Kegiatan diawali dengan sambutan Bapak Agus Riyadi, SST.Par., M.Sc., Ph.D., selaku Wakil Rektor I. Dalam sambutannya, beliau menyampaikan pentingnya mendorong hasil karya dan inovasi yang lahir dari lingkungan perguruan tinggi agar tidak berhenti pada tahap penelitian. Menurutnya, inovasi perlu terus dikembangkan sehingga memiliki nilai tambah dan dapat memberikan manfaat yang lebih luas bagi masyarakat. Hal tersebut sekaligus menegaskan pentingnya pemahaman mengenai perlindungan kekayaan intelektual sebagai bagian dari proses pengembangan inovasi di lingkungan akademik.
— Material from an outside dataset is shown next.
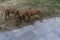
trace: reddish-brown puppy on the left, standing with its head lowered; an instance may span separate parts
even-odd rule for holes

Untuk memperkuat pemahaman tersebut, sesi utama menghadirkan Prof. Dr. Nurul Taufiqu Rochman, Ph.D., M.Eng., selaku Profesor Riset pada Pusat Riset Material Maju BRIN sebagai narasumber dan dipandu oleh Ibu Dr. Devita Gantina, M.Par., selaku Kepala Pusat Penelitian dan Pengabdian kepada Masyarakat sekaligus moderator. Dalam pemaparannya, Prof. Nurul Taufiqu Rochman mengulas berbagai hal penting terkait paten sederhana, mulai dari potensi inovasi, penelusuran kebaruan, penyusunan dokumen paten sederhana, hingga strategi hilirisasi dan komersialisasi. Melalui pembahasan tersebut, peserta memperoleh gambaran yang lebih jelas mengenai tahapan pengembangan dan perlindungan inovasi, sekaligus memahami bagaimana hasil karya dapat dikembangkan lebih lanjut agar memiliki nilai tambah dan peluang untuk dihilirkan.

Setelah pemaparan selesai, kegiatan dilanjutkan dengan sesi diskusi dan tanya jawab yang berlangsung interaktif. Dosen dan mahasiswa aktif menyampaikan pertanyaan serta tanggapan seputar pengembangan dan perlindungan inovasi, sehingga peserta dapat menghubungkan materi yang disampaikan dengan berbagai potensi inovasi yang dapat dikembangkan di lingkungan akademik. Antusiasme peserta selama diskusi menunjukkan ketertarikan untuk memahami lebih jauh mengenai proses paten sederhana dan peluang pengembangan hasil karya. Melalui pemaparan dan diskusi tersebut, peserta diharapkan semakin memahami pentingnya perlindungan kekayaan intelektual serta mampu mengidentifikasi potensi inovasi dan melihat peluang pengembangannya, khususnya inovasi di bidang pariwisata, agar tidak berhenti sebagai hasil karya akademik, tetapi dapat terus dikembangkan dan memberikan manfaat yang lebih luas.